Fig 2 — *Ace2* mRNA expression is downregulated in Int M of mice fed an HFD. (A) Purity of the isolated Int M is indicated by the ratio of Iba1 and DAPI positive counts. (B) *Ace2* mRNA are detected in Int M but not in the microglia. (C) *Ace2* mRNA expression in Int M are validated by qPCR products separated on agarose gel electrophoresis. (D) *Ace2* relative mRNA expression is decreased in Int M of mice fed an HFD for 48 wk compared with chow. Data presented as mean ± SD.*P < 0.01 vs the controls. Scale bar = 100 um in A. ACE, angiotensin-converting enzyme; DAPI, diamidino-2-phenylindole; HFD, high-fat diet; Iba1, ionized calcium-binding adaptor molecule 1; Int M, intestinal macrophages; NC, negative control; ND, not detectable. qPCR, quantitative polymerase chain reaction.

ACE2 protein is highly expressed in the neonatal intestine and is decreased by maternal HFD feeding

Considering that an increasing number of women have metabolic syndromes in their child-bearing years and that there are some cases of SARS-CoV-2 infection in newborns, we next evaluated the effects of maternal HFD on neonatal intestinal Ace2 expression. Surprisingly, on PD12, in the ileum of the male offspring exposed to maternal HFD, Ace2 mRNA levels and protein levels were both significantly decreased compared with that in the maternal chow-fed group (Fig. 3 A–C), which was opposite to the results in the adult DIO mice (Fig. 1E–H). Immunohistochemistry also confirmed the decreased ACE2 surface protein levels in the intestinal epithelium of neonatal mice exposed to maternal HFD (Fig. 3D,E). Additionally, we compared intestinal ACE2 protein levels at different ages in chow-fed mice. The highest expression of intestinal ACE2 protein was detected in neonates compared with 20- and 56-wk-old mice (Fig. 3F,G).
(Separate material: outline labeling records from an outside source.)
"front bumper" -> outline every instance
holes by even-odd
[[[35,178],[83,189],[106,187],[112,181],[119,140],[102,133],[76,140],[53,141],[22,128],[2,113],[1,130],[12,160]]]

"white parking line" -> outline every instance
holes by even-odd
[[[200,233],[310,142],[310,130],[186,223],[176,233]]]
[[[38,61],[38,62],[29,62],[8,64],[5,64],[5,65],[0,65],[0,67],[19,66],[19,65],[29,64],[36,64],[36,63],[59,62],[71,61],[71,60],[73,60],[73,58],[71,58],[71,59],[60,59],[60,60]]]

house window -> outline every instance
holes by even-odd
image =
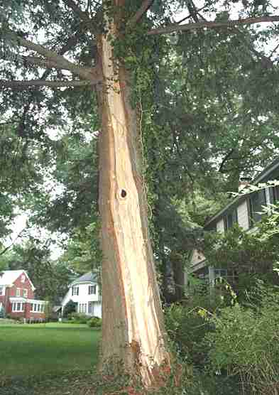
[[[261,219],[263,205],[266,204],[266,190],[262,189],[252,193],[249,198],[250,226]]]
[[[237,210],[234,210],[234,211],[229,212],[229,214],[224,217],[225,232],[232,227],[237,222]]]
[[[88,287],[89,295],[96,295],[96,286],[89,286]]]
[[[21,302],[13,303],[11,305],[12,311],[23,311],[24,303]]]
[[[79,313],[83,313],[86,314],[87,310],[87,303],[80,303],[79,305]]]
[[[279,200],[279,186],[271,188],[270,190],[270,202],[276,203]]]
[[[94,315],[94,302],[88,303],[88,314]]]
[[[214,282],[218,282],[218,278],[224,278],[229,283],[232,284],[237,282],[237,273],[233,269],[214,269]]]

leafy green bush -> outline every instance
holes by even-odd
[[[183,303],[167,308],[165,325],[170,339],[174,342],[179,356],[188,363],[201,366],[207,357],[207,349],[202,344],[205,335],[212,325],[201,314],[209,306],[209,297],[200,295]],[[205,311],[205,310],[204,310]]]
[[[92,317],[88,320],[87,325],[90,328],[101,328],[102,318],[99,318],[99,317]]]
[[[270,292],[260,307],[236,304],[211,318],[215,330],[205,335],[212,373],[237,376],[241,391],[279,391],[279,297]]]

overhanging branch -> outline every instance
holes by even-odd
[[[37,53],[44,56],[48,60],[50,61],[53,64],[55,63],[59,68],[67,70],[74,74],[77,74],[80,77],[84,80],[89,80],[90,81],[96,83],[101,80],[97,68],[94,67],[82,67],[77,66],[75,63],[70,62],[61,55],[58,55],[49,49],[45,48],[40,44],[35,44],[29,40],[26,40],[13,31],[10,31],[11,36],[16,40],[19,45],[23,46],[27,49],[37,52]],[[53,67],[53,66],[52,66]]]
[[[92,34],[98,33],[97,23],[96,21],[90,18],[87,11],[80,9],[74,0],[63,0],[63,3],[70,9],[76,16],[79,16],[82,21],[87,23],[88,29]]]
[[[30,87],[50,87],[52,88],[59,88],[64,87],[85,87],[92,85],[94,83],[92,81],[47,81],[44,80],[13,80],[13,81],[7,81],[6,80],[0,80],[0,87],[8,88],[26,88]]]
[[[154,0],[144,0],[135,15],[128,21],[128,26],[130,28],[133,27],[138,22],[138,21],[141,19],[144,13],[152,6],[153,2]]]
[[[251,25],[253,23],[263,23],[268,22],[279,22],[279,16],[259,16],[258,18],[246,18],[246,19],[234,19],[226,21],[224,22],[197,22],[195,23],[185,23],[184,25],[177,25],[173,23],[165,28],[158,28],[150,30],[147,34],[153,36],[155,34],[167,34],[175,31],[185,31],[190,30],[202,29],[204,28],[216,28],[224,27],[232,27],[237,25]]]
[[[65,70],[64,67],[59,66],[56,62],[48,60],[48,59],[42,59],[41,58],[36,58],[35,56],[21,56],[21,60],[24,63],[26,62],[28,63],[31,63],[31,65],[37,65],[43,68],[53,67],[60,70]]]

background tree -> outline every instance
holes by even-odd
[[[77,97],[78,101],[80,99],[79,106],[84,105],[92,114],[90,119],[96,119],[97,114],[91,106],[98,104],[99,122],[102,124],[99,209],[103,250],[103,360],[106,364],[116,355],[125,370],[138,373],[146,385],[156,382],[160,367],[169,360],[163,341],[163,316],[148,232],[144,162],[143,166],[141,157],[142,120],[152,119],[157,111],[149,107],[145,113],[143,106],[143,98],[146,94],[148,97],[150,85],[154,82],[155,60],[159,63],[160,60],[153,55],[154,48],[158,48],[158,58],[168,62],[173,53],[167,52],[167,38],[160,36],[190,31],[190,38],[197,37],[205,43],[204,36],[210,42],[212,36],[212,43],[218,41],[220,47],[226,41],[229,43],[228,51],[234,52],[236,45],[231,45],[231,36],[238,34],[239,26],[244,29],[242,26],[254,23],[279,20],[278,16],[270,15],[274,10],[269,4],[253,1],[244,2],[239,13],[242,19],[232,21],[229,18],[231,6],[235,4],[207,1],[201,14],[201,10],[189,2],[189,15],[182,19],[190,19],[190,23],[179,21],[180,13],[185,9],[184,2],[180,1],[162,5],[148,0],[116,0],[104,1],[102,5],[84,1],[77,6],[73,0],[55,4],[30,0],[21,8],[16,8],[16,2],[6,3],[5,9],[1,10],[4,59],[1,85],[5,95],[1,111],[5,122],[15,121],[21,125],[18,133],[26,133],[33,140],[44,140],[48,133],[45,125],[57,126],[62,124],[61,119],[67,117],[71,119],[72,112],[69,107],[70,102],[77,102]],[[195,33],[192,34],[191,31]],[[276,27],[268,27],[263,33],[246,27],[244,31],[242,42],[247,36],[249,44],[253,44],[251,52],[255,57],[258,55],[261,71],[264,70],[263,81],[266,81],[265,78],[271,81],[268,75],[273,67],[272,60],[269,58],[268,62],[254,46],[263,38],[269,39],[275,36]],[[40,32],[43,33],[39,34]],[[185,36],[183,38],[190,48],[197,47],[197,41],[187,40],[188,33],[181,36]],[[180,42],[179,47],[182,48]],[[183,50],[185,53],[185,48]],[[226,70],[230,62],[226,53],[220,70]],[[190,62],[187,63],[190,70]],[[41,72],[42,69],[46,71]],[[236,69],[235,72],[239,71],[242,77],[250,75],[242,70]],[[272,70],[275,77],[276,71]],[[202,76],[203,72],[200,72]],[[204,75],[210,72],[208,68]],[[225,75],[224,84],[226,78]],[[199,86],[202,82],[200,78]],[[97,87],[95,93],[92,85]],[[39,87],[43,86],[53,90]],[[74,87],[77,90],[74,90]],[[59,87],[66,89],[61,92]],[[219,92],[218,102],[224,96],[231,97],[231,102],[237,102],[237,93],[231,93],[229,87]],[[184,92],[186,94],[187,85]],[[266,93],[263,91],[261,99]],[[66,99],[67,94],[69,99]],[[195,110],[199,103],[195,102],[195,96],[190,99]],[[16,109],[23,102],[26,104],[18,112]],[[205,108],[204,102],[202,105]],[[42,112],[45,112],[43,118],[38,115]],[[18,114],[20,119],[17,121]],[[198,119],[194,119],[197,122]],[[42,129],[33,127],[34,124]],[[73,124],[76,126],[75,122]],[[201,135],[196,134],[189,141],[195,142],[194,150],[203,153],[207,149],[204,145],[199,148],[200,140]],[[176,137],[174,142],[177,142]],[[212,145],[209,143],[208,146]],[[225,146],[227,159],[232,156],[228,152],[229,147],[234,148],[234,153],[239,148]],[[210,154],[204,159],[205,174],[212,168],[209,158]],[[198,167],[195,161],[193,163]],[[187,166],[184,167],[187,169]],[[113,342],[110,341],[112,337]]]

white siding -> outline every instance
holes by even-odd
[[[96,293],[89,294],[89,286],[96,285]],[[102,301],[99,294],[99,286],[97,283],[82,283],[75,284],[75,287],[79,287],[79,294],[72,295],[72,286],[64,297],[62,301],[62,309],[63,310],[65,305],[69,301],[72,300],[75,303],[77,303],[77,308],[80,304],[86,305],[86,313],[88,313],[88,303],[94,302],[94,315],[95,317],[102,317]],[[100,315],[99,315],[100,314]]]
[[[249,215],[248,212],[247,200],[242,202],[237,207],[237,219],[239,225],[244,230],[249,229]]]
[[[204,255],[202,254],[202,252],[197,251],[197,249],[194,249],[190,262],[190,266],[194,266],[199,262],[204,261]]]
[[[224,233],[225,228],[224,228],[224,220],[223,218],[221,220],[220,220],[219,221],[218,221],[218,222],[217,223],[216,225],[216,229],[217,230],[217,232],[220,232],[220,233]]]

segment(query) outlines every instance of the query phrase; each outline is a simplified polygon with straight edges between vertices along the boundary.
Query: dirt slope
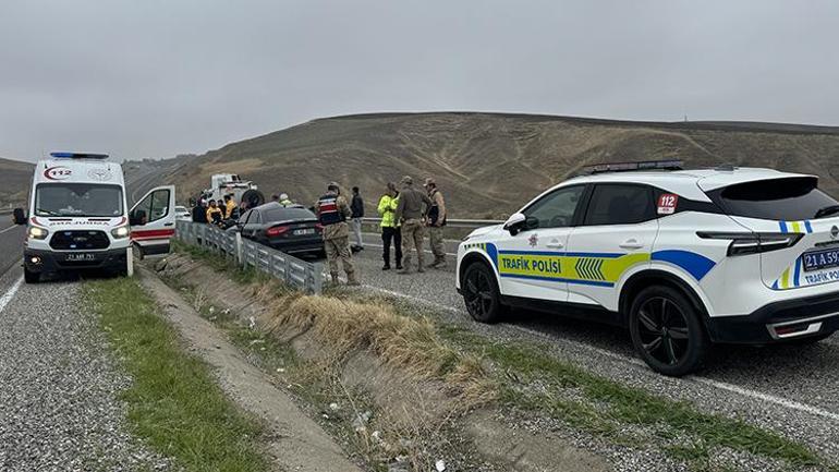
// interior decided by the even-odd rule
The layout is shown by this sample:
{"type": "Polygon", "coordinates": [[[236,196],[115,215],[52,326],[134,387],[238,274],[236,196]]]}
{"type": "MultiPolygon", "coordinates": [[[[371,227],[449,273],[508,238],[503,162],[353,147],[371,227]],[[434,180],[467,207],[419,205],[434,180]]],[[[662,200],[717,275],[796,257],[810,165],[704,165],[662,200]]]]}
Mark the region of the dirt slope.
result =
{"type": "Polygon", "coordinates": [[[182,195],[239,172],[266,194],[314,201],[326,183],[358,185],[368,205],[403,174],[435,176],[458,217],[498,217],[603,161],[681,158],[688,167],[763,166],[818,174],[839,194],[839,128],[655,123],[495,113],[388,113],[314,120],[171,160],[182,195]]]}

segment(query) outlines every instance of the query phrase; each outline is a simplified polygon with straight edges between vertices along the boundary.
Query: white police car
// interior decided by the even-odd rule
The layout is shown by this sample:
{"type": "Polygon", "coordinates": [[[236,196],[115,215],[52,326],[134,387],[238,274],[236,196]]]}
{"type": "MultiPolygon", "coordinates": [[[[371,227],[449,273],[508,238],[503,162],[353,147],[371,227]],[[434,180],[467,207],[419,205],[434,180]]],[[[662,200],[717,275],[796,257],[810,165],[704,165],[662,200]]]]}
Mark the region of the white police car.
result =
{"type": "Polygon", "coordinates": [[[596,166],[458,249],[459,292],[629,328],[655,371],[684,375],[714,343],[816,342],[839,329],[839,203],[771,169],[596,166]],[[629,171],[632,170],[632,171],[629,171]]]}

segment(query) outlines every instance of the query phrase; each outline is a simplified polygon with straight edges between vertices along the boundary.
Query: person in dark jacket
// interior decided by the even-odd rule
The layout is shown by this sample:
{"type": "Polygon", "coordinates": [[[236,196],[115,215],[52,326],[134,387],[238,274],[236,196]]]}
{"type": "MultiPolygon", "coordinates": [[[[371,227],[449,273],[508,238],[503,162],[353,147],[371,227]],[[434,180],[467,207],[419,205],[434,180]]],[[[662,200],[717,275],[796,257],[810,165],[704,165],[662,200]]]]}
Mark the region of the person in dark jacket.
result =
{"type": "Polygon", "coordinates": [[[204,206],[204,198],[198,198],[192,208],[192,222],[207,222],[207,207],[204,206]]]}
{"type": "Polygon", "coordinates": [[[364,250],[364,241],[362,240],[362,218],[364,218],[364,199],[358,193],[358,187],[353,187],[353,199],[350,203],[350,210],[352,210],[352,227],[353,234],[355,234],[355,251],[364,250]]]}

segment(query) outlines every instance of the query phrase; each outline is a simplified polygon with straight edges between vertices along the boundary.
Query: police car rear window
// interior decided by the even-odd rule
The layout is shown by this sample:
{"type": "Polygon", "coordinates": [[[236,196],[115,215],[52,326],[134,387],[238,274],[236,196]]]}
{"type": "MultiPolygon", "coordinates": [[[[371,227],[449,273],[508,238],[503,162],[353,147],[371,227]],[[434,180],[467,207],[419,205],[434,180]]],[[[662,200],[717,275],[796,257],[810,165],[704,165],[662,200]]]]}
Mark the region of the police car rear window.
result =
{"type": "Polygon", "coordinates": [[[819,209],[839,205],[811,177],[761,180],[709,193],[728,214],[770,220],[815,218],[819,209]]]}
{"type": "Polygon", "coordinates": [[[653,189],[646,185],[597,184],[584,225],[633,225],[655,217],[653,189]]]}

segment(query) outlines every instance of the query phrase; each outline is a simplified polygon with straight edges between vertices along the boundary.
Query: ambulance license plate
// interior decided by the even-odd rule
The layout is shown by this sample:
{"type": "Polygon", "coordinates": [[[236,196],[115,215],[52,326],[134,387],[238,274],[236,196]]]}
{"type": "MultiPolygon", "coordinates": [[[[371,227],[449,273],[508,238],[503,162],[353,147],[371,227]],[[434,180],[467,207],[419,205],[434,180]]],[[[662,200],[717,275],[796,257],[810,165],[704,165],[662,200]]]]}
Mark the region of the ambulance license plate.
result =
{"type": "Polygon", "coordinates": [[[96,254],[92,253],[72,253],[64,256],[64,261],[69,263],[77,263],[82,261],[96,261],[96,254]]]}
{"type": "Polygon", "coordinates": [[[839,249],[804,253],[804,271],[839,267],[839,249]]]}

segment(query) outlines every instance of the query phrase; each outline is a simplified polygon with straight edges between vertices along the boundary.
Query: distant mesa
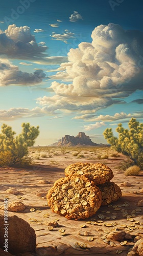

Taken together, these results suggest that neonates with high levels of intestinal ACE2 have a high risk for inducing SARS-CoV-2 tropism, although maternal HFD may not be a predisposing factor for COVID-19 in neonates.

Fig 3 — ACE2 protein levels are lower in the ileum of the offspring exposed to maternal HFD. (A) qPCR shows relative *Ace2* mRNA levels are lower in ileum of the postnatal day 12 (PD12) male pups exposed to maternal HFD. (B) Western blot using ACE2 antibody shows ACE2 relative protein levels in the ileum of the PD12 male pups exposed to maternal HFD are lower than maternal chow fed pups. (C) Quantification of western blot intensities in (B) by image J. (D) Decreased ACE2 surface protein expression in the ileum of the offspring exposed to maternal HFD is shown by immunohistochemistry. (E) ACE2-ir area percentage in each villus quantified by imaged J. (F) Western blot shows ACE2 relative protein levels are higher in the ileum during the postnatal period compared with 20- and 56-wk-old mice. (G) Quantification of Western blot intensities in (F) by image J. Data presented as means ± SD.*P < 0.01, ^†P <0.001 vs controls. ACE, angiotensin-converting enzyme; ACE-ir, angiotensin-converting enzyme immunoreactive; HFD, high-fat diet; mChow, maternal chow; mHFD, maternal high-fat diet; PD, postnatal day; qPCR, quantitative polymerase chain reaction.

Discussion

In this study, we reported that chronic HFD feeding increased intestinal ACE2 protein expression, which may partly contribute to the higher susceptibility of individuals with obesity to COVID-19. ACE2 was reported to be expressed in alveolar macrophages in the lung and CD169-positive macrophages in the spleen and lymph nodes, strengthening the evidence that SARS-CoV-2 can directly attack macrophages to trigger more severe symptoms [10,14]. We also found that Ace2 is expressed in intestinal macrophages, consistent with a recent report that Ace2 is expressed in CD11b-enriched cells isolated from patients [15]. Furthermore, we also observed that Ace2 expression is undetectable in microglia. The latest research reported that SARS-CoV-2 can invade the central nervous system, infecting patients’ neural progenitor cells and brain organoids [16]. Thus, microglia in the brain might not be infected by viruses and may be able to execute their normal functions. This evidence suggests that the Ace2 expression levels in myeloid cells in various organs are differentially regulated.

It is of great significance to understand the maternal factors affecting the susceptibility of newborns to COVID-19 to prevent more newborns from being infected. In contrast to the results in adult DIO mice, the ACE2 protein levels were significantly decreased in the ileum of offspring exposed to maternal HFD. Thus, maternal HFD may not be a promoting factor for COVID-19 infection in the neonatal intestine and may even reduce susceptibility. However, contrary to recent studies in humans stating that intestinal Ace2 mRNA expression is increased with age [17,18] and the lower disease severity in children, we detected the highest protein levels of intestinal ACE2 in neonates compared with young (20-wk-old) and old (56-wk-old) adult mice. Ortiz et al. also reported that ACE2 proteins are expressed on the cell surface of lung cells and are higher in young children [19]. These conflict conclusions may be partly due to the inconsistence between mRNA and protein results of ACE2. We found that Ace2 mRNA results are not always the same as the Western blot or immunohistochemical results. This discrepancy is more obvious in adult intestine in our study, indicating that in adult intestine, ACE2 protein turnover rate might be slower. Thus, for ACE2, both protein and mRNA levels should be assessed before making conclusions.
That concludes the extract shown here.